President Kennedy, in this short segment of the much longer taped conversation, after listening to Mr. Wilkins and Mr. Randolph, asks why the emphasis should not be from within the black community on insuring equal education, that the Jewish community had taken the lead in that area to address its own discrimination in the past and done well by itself in the process. In response, Mr. McKissick, head of the Congress of Racial Equality, indicates that an experimental program of educational acceleration had been undertaken within the black community of Durham with successful results. But, he adds, the problem inherent in such educational progress had also shown itself: that in many cases, by the time of the sixth grade, the child could no longer communicate effectively with his or her parents who had not got beyond the fourth grade. The compounded problem of working parents left the child without adult supervision after school, quickly leading to problems of delinquency. He stresses, therefore, that the problems of obtaining equal pay and equal access to public accommodations were all interrelated to the issue of proper foundation in education for the children of the new generation to thrive in the society.

The President, himself, had said in his speech to the nation on June 11, 1963, addressing immediately the resolved crisis earlier that day at the University of Alabama regarding admission of two black students to the University, and then extending more broadly to the moral expedient militating for the proposed civil rights bill and the voting rights act:

"Law alone cannot make men see right. We are confronted primarily with a moral issue. It is as old as the scriptures and is as clear as the American Constitution. The heart of the question is whether all Americans are to be afforded equal rights and equal opportunities, whether we are going to treat our fellow Americans as we want to be treated. If an American, because his skin is dark, cannot eat lunch in a restaurant open to the public, if he cannot send his children to the best public school available, if he cannot vote for the public officials who represent him, if, in short, he cannot enjoy the full and free life which all of us want, then who among us would be content to have the color of his skin changed and stand in his place? Who among us would then be content with the counsels of patience and delay?"

Also present, though not contributing significantly to the August 28 conversation, were Martin Luther King, Vice-President Johnson, and Attorney General Robert Kennedy. At one point, not in the above-linked tape segment, Reverend King asked the President whether it might be possible to appeal to the moral conscience of former President Eisenhower to get him to urge publicly the adoption of the proposed laws in order to obtain the support of Republican House Minority Leader Charles Halleck and thus avoid filibuster in the Senate, to which the President succinctly responded, "That won't take."

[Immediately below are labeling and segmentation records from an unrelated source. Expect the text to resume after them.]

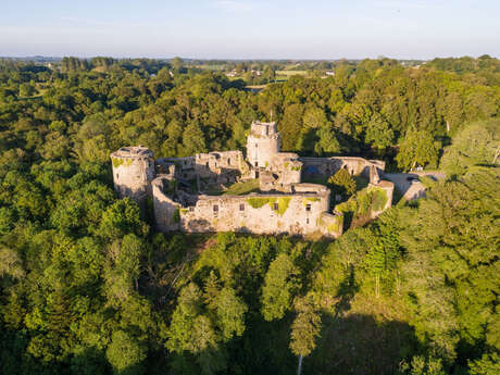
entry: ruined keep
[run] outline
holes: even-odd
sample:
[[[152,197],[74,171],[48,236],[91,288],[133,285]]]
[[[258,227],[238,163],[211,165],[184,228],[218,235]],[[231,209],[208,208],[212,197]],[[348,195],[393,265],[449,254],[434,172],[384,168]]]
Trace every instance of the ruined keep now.
[[[280,152],[276,123],[253,122],[241,151],[216,151],[187,158],[153,159],[142,147],[125,147],[111,154],[113,182],[121,197],[143,203],[152,198],[161,232],[246,232],[253,234],[320,234],[338,237],[343,215],[330,210],[330,190],[303,178],[329,176],[339,168],[370,178],[368,189],[382,189],[385,205],[393,185],[382,180],[384,162],[362,158],[301,158]],[[227,185],[249,184],[242,195]]]

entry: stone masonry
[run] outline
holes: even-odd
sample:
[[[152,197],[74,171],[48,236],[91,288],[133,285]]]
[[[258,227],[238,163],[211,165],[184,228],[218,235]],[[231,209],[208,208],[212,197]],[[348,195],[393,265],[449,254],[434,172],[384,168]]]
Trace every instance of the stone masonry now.
[[[280,152],[276,123],[253,122],[241,151],[199,153],[187,158],[153,159],[142,147],[125,147],[111,154],[115,190],[143,204],[152,198],[161,232],[243,232],[253,234],[320,234],[338,237],[342,214],[330,212],[330,190],[302,183],[302,177],[329,176],[339,168],[370,178],[368,188],[386,191],[384,162],[362,158],[300,158]],[[226,184],[259,179],[259,191],[220,195]],[[380,211],[382,212],[382,211]],[[378,213],[377,213],[378,214]]]

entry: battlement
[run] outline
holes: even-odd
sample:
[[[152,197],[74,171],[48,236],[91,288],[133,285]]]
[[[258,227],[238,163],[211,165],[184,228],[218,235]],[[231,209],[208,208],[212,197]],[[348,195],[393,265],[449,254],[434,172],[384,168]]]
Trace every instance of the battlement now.
[[[111,153],[111,158],[153,158],[153,153],[146,146],[129,146],[122,147],[117,151]]]
[[[276,122],[262,123],[260,121],[252,122],[250,134],[257,137],[268,137],[277,135]]]

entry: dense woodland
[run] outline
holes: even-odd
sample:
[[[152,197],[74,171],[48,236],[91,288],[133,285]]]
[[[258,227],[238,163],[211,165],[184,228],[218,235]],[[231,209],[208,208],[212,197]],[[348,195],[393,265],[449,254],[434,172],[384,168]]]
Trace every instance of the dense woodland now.
[[[179,59],[0,61],[0,373],[499,374],[500,61],[326,67],[252,92]],[[285,150],[447,178],[334,241],[163,235],[113,191],[118,147],[243,149],[271,117]]]

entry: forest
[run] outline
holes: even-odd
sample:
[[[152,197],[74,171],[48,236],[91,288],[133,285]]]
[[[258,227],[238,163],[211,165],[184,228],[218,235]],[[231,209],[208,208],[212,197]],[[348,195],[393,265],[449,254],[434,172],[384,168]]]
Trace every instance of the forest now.
[[[258,92],[199,65],[0,60],[0,373],[499,374],[500,61],[303,63]],[[165,235],[115,195],[120,147],[245,150],[253,120],[447,177],[336,240]]]

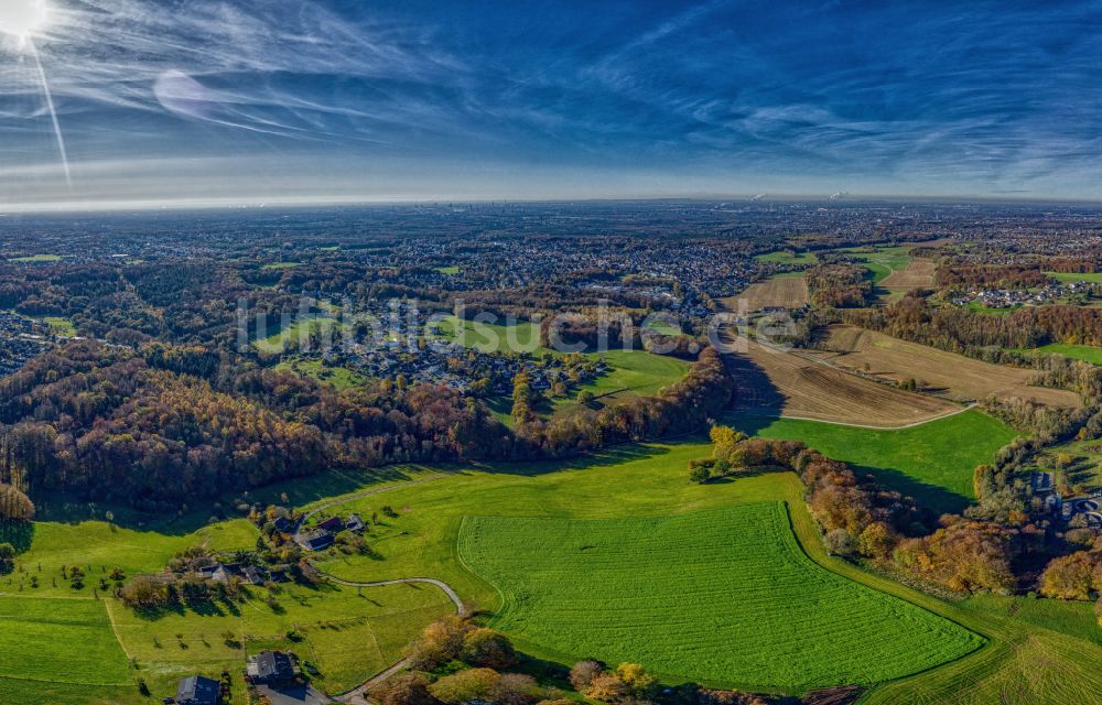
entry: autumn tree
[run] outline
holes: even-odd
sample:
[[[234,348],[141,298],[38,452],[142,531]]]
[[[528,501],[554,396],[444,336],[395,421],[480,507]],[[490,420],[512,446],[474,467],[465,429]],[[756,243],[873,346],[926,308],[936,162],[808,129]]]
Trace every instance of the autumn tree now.
[[[517,652],[509,639],[493,629],[472,629],[463,637],[460,658],[471,665],[509,669],[517,663]]]
[[[400,673],[371,688],[371,697],[381,705],[434,705],[429,679],[421,673]]]
[[[32,521],[34,503],[11,485],[0,485],[0,521]]]
[[[429,692],[447,705],[493,702],[494,690],[500,679],[494,669],[465,669],[440,679],[429,686]]]
[[[570,670],[570,684],[579,693],[588,690],[593,679],[604,673],[605,666],[599,661],[579,661]]]
[[[1040,577],[1040,592],[1057,599],[1090,599],[1102,592],[1102,551],[1077,551],[1049,562]]]

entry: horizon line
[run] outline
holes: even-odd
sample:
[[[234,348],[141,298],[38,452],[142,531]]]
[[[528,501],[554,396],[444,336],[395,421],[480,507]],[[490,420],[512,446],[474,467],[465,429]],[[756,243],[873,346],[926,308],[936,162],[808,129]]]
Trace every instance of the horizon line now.
[[[827,194],[749,194],[749,193],[712,193],[712,194],[638,194],[638,195],[603,195],[590,196],[548,196],[548,197],[507,197],[507,196],[348,196],[348,197],[233,197],[233,198],[181,198],[181,199],[145,199],[145,200],[106,200],[106,202],[60,202],[56,204],[10,204],[0,205],[0,218],[24,215],[83,215],[83,214],[121,214],[121,213],[186,213],[202,210],[262,210],[262,209],[300,209],[300,208],[349,208],[349,207],[385,207],[417,205],[483,205],[483,204],[570,204],[570,203],[634,203],[634,202],[715,202],[745,200],[809,203],[824,202],[829,204],[878,203],[926,203],[926,204],[1036,204],[1036,205],[1083,205],[1102,207],[1102,196],[1098,198],[1060,197],[1060,196],[1025,196],[1020,194],[991,195],[930,195],[930,194],[846,194],[842,197]]]

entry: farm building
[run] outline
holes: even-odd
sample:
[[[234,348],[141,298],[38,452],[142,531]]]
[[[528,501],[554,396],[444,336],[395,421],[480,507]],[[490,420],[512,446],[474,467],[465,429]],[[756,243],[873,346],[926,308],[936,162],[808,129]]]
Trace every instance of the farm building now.
[[[317,529],[299,534],[295,541],[307,551],[324,551],[333,545],[333,534],[324,529]]]
[[[253,685],[281,686],[294,681],[295,669],[290,654],[261,651],[249,658],[245,675]]]

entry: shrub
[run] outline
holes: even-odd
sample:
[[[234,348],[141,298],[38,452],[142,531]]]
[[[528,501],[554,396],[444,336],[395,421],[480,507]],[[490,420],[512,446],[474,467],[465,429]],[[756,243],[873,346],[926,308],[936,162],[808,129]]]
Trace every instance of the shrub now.
[[[421,673],[402,673],[371,688],[371,697],[382,705],[433,705],[429,679]]]
[[[494,669],[468,669],[440,679],[429,686],[429,692],[447,705],[489,701],[500,679]]]
[[[853,553],[853,541],[845,529],[832,529],[823,536],[823,545],[831,555],[850,555]]]
[[[493,701],[498,705],[532,705],[540,695],[536,679],[522,673],[501,674],[493,690]]]
[[[616,666],[616,675],[633,696],[645,699],[655,691],[658,681],[638,663],[622,663]]]
[[[599,661],[579,661],[570,670],[570,684],[579,693],[584,693],[590,688],[593,679],[601,675],[605,666]]]
[[[508,669],[517,663],[517,651],[505,634],[493,629],[472,629],[463,637],[461,659],[471,665]]]
[[[159,607],[169,604],[169,586],[152,575],[136,575],[120,597],[131,607]]]
[[[463,639],[469,630],[471,626],[458,617],[445,617],[432,622],[407,650],[410,665],[418,671],[431,671],[460,658]]]
[[[1078,551],[1054,558],[1040,578],[1040,592],[1058,599],[1090,599],[1102,588],[1102,553]]]
[[[585,691],[586,697],[605,703],[623,699],[627,695],[627,686],[624,685],[624,681],[615,673],[602,673],[594,676],[590,682],[590,687]]]

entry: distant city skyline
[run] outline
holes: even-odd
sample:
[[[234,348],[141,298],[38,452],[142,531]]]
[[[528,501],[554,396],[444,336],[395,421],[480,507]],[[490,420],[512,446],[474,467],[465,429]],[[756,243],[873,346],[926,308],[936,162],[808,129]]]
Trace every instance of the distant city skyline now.
[[[1102,200],[1099,2],[0,6],[0,213]]]

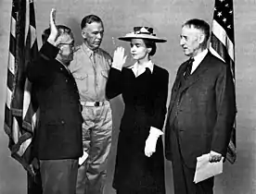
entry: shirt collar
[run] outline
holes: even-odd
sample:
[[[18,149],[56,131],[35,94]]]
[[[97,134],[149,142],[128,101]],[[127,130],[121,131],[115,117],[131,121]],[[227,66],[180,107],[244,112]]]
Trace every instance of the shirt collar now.
[[[141,68],[143,68],[144,70],[147,67],[150,69],[151,73],[153,73],[154,64],[152,63],[151,60],[149,60],[147,63],[145,63],[143,65],[138,65],[138,63],[136,62],[134,66],[130,67],[130,68],[132,68],[134,72],[136,72],[138,69],[138,66],[141,66]]]
[[[89,57],[92,56],[93,53],[96,54],[98,52],[98,49],[96,49],[95,51],[91,50],[88,46],[86,46],[86,44],[84,42],[83,42],[82,48],[88,55]]]
[[[197,64],[200,64],[207,54],[208,54],[208,49],[205,49],[201,53],[199,53],[198,55],[194,56],[194,59],[195,59],[194,63],[196,62]]]

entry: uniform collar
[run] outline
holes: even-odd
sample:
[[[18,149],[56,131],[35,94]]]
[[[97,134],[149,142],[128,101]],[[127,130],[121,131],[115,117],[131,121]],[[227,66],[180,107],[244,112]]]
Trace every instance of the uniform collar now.
[[[89,57],[91,57],[94,53],[95,54],[98,53],[98,49],[96,49],[95,51],[93,51],[88,46],[86,46],[84,42],[83,42],[82,48],[88,55]]]

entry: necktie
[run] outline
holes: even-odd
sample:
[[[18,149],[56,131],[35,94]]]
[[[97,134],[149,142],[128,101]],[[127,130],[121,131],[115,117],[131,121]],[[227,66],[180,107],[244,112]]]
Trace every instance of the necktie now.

"Poor Timing" criticizes the curtailment by the House of OPA and OWI funding, as reported on the front page, and, as further limit to the power of OPA, its refusal to approve the price subsidies OPA had advocated to ward off war inflation. The piece inveighs against the politics being displayed, putting partisan anti-Roosevelt sentiments ahead of the country's interest at this critical juncture in history. It expresses hope that the Senate would rise above such cheap tactics.

And, "High Drama" finds the OPA trailing after 54-year old Charlie Chaplin on his honeymoon, wondering where the Little Tramp got the gas for the two cars to traipse across the countryside with his new bride, 18-year old Oona. It ventures with coiling optimism that the bride's father, Eugene O'Neill, would not see fit, tiresome as the topic had become, to write a new play based on the vignette, as a sequel to Strange Interlude from 1928.

It might also have included among the potential plays to be excluded as a basis for memorializing the "merry chase", even if not yet set to paper, Lolita.